As of right now, Moxie has a solid 60% on Rotten Tomatoes’ Tomatometer. Tomris Laffly of Varietysaid that Moxie is “a welcome entry into a familiar genre that will resonate with young audiences burdened by the unwritten rules of their respective educational institutions.” However, Peter Bradshaw of The Guardian said, “The target audience will surely be aware of the canon of superior, funny movies – and they will be baffled to see that Poehler doesn’t want to do something similar.”
In the last few years, Amy Poehler has produced great comedies that she hasn’t starred in. Poehler created her own production company, Paper Kite Productions, which is part of Universal Television.

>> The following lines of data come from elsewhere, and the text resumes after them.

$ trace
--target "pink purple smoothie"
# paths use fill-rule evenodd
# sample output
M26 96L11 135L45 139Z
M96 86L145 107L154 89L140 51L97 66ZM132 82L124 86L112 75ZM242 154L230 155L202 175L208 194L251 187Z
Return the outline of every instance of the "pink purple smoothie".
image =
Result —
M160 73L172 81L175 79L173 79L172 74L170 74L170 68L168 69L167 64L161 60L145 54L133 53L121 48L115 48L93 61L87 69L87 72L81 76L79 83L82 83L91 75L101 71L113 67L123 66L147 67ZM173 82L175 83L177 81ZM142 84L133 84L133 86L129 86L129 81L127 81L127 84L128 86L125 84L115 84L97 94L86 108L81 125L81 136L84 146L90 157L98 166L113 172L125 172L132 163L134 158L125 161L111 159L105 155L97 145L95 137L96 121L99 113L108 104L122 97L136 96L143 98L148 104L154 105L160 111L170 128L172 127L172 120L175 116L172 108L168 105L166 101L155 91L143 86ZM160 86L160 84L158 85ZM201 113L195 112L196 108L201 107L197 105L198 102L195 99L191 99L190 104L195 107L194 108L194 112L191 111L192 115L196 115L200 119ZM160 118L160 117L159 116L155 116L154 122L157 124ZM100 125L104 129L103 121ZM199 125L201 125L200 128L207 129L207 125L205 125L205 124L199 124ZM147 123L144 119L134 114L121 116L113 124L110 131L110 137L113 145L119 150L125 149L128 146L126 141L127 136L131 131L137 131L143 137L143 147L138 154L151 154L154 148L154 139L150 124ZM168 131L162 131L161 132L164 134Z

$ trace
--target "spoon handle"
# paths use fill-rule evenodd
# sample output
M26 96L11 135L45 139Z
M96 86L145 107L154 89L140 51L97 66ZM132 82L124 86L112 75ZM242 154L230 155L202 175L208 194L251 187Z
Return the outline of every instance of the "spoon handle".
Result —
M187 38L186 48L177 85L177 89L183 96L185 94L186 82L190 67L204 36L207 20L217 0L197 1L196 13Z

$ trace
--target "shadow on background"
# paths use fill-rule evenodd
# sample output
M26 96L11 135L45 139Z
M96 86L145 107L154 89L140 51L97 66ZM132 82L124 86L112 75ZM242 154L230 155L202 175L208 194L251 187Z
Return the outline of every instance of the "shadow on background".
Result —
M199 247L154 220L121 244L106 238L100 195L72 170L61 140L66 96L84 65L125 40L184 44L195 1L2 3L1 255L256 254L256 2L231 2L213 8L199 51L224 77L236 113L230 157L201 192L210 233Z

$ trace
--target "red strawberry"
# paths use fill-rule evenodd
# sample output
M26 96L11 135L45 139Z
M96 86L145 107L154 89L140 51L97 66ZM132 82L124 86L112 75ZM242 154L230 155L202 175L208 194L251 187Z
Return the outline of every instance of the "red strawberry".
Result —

Through this, Poehler was the executive producer of such great comedy series as Hulu’s Difficult People – the streaming service’s first scripted series – and Comedy Central’s Broad City.
Most recently, Amy Poehler produced and co-created Netflix’s Russian Doll, which earned Emmy Award nominations for Outstanding Comedy Series and Outstanding Lead Actress in a Comedy Series for star and co-creator Natasha Lyonne. Poehler is also a producer on the Adult Swim series Three Busy Debras, and produces and voices two characters on the Fox animated series, Duncanville.
But Amy Poehler has had an impressive last few years as a creator, star, and host of many projects. In 2014, Poehler wrote her first book, Yes Please. Poehler would also star as Joy in Pixar’s Inside Out, on which she also wrote additional dialogue. Since Inside Out, Poehler has starred in two films with other Saturday Night Live alumni: 2015’s Sisters with Tina Fey, and 2017’s The House with Will Ferrell.
However, Poehler has also continued to appear in various shows even after the conclusion of Parks and Recreation. Poehler appeared in multiple episodes of Kroll Show, and was one of the lead actors in 2015’s Wet Hot American Summer: First Day of Camp, and 2017’s Wet Hot American Summer: Ten Years Later. Alongside her Parks and Recreation star Nick Offerman, Poehler has hosted NBC’s crafting reality competition series, Making It. Most recently, Poehler also co-hosted the 78th Golden Globe Awards with Tina Fey, and previously hosted the award show three other times with Tina Fey.
Even though Amy Poehler continues to make occasional appearances on television and in hosting gigs, it seems as though Poehler is content working behind-the-scenes on exciting new projects, and directing her own films. 2019’s Wine Country united Poehler with many of her friends from her Saturday Night Live days, including Maya Rudolph, Rachel Dratch, Ana Gasteyer, Tina Fey, and Saturday Night Live writers Paula Pell and Emily Spivey. While Moxie doesn’t seem to have any appearances from Poehler’s frequent collaborators, that seems to show that Poehler is growing more comfortable directing without people she’s worked with plenty of times before.
Amy Poehler’s second film as director, Moxie, makes its Netflix debut on March 3rd. Moxie looks to be a great choice for those who like teen comedies with something more to say, and Poehler’s comedic sensibilities.